The first law of thermodynamics may want to hear about that.

> an output of up to 10 kWh per day

so ... 417W.

> This is enough power to meet the requirements of 5 European families

[1] gives German usage for one household per day as 9.6kWh

[1] http://shrinkthatfootprint.com/average-household-electricity...

Fortunately the laws of Thermodynamics are safe, it it converting kinetic energy into electricity. It doesn't appear to be more efficient that existing hydropower solutions but it does seem to be applicable to a wider set of flowing water conditions (which is why, I'm sure, they keep talking about single family homes).

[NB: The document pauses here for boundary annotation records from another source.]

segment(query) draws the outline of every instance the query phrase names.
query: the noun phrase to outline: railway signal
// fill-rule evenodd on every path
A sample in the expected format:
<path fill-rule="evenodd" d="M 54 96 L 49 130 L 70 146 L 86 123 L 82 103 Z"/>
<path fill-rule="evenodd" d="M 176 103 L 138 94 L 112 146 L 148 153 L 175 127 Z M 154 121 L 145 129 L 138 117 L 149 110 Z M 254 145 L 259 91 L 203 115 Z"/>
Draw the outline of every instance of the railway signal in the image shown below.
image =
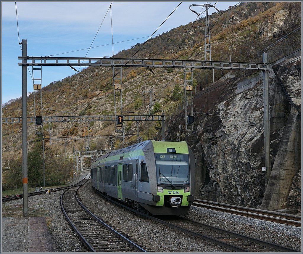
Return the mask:
<path fill-rule="evenodd" d="M 195 120 L 195 117 L 193 115 L 190 115 L 187 117 L 187 123 L 191 124 L 194 123 Z"/>
<path fill-rule="evenodd" d="M 123 115 L 118 115 L 117 117 L 117 124 L 122 124 L 124 120 Z"/>
<path fill-rule="evenodd" d="M 36 117 L 36 125 L 42 125 L 42 117 Z"/>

Hands up, I know zip about thermodynamic/fluid dynamics etc. My background is in mechanical engineering and editing. That article doesn't pretend to be a technical masterpiece, but instead is 'WEB' written, and serves solely as an introduction to a relatively unknown design and concept. Which, consequently, is available to buy should anyone wish to pull it to bits and have a look at the internals, which is something I wouldn't mind doing!

It's just slightly sloppy editing somewhere. It should be "rolling fluid principle, a vortex dynamic" or something like that. "Rolling fluid principle" is the name Sedláček gave the particular mechanism at play here, and it falls under vortex dynamics.

I think it's been translated, too.

What's the torque exerted on the rotor and does it scale and what head of water does it take to produce a useful amount of power?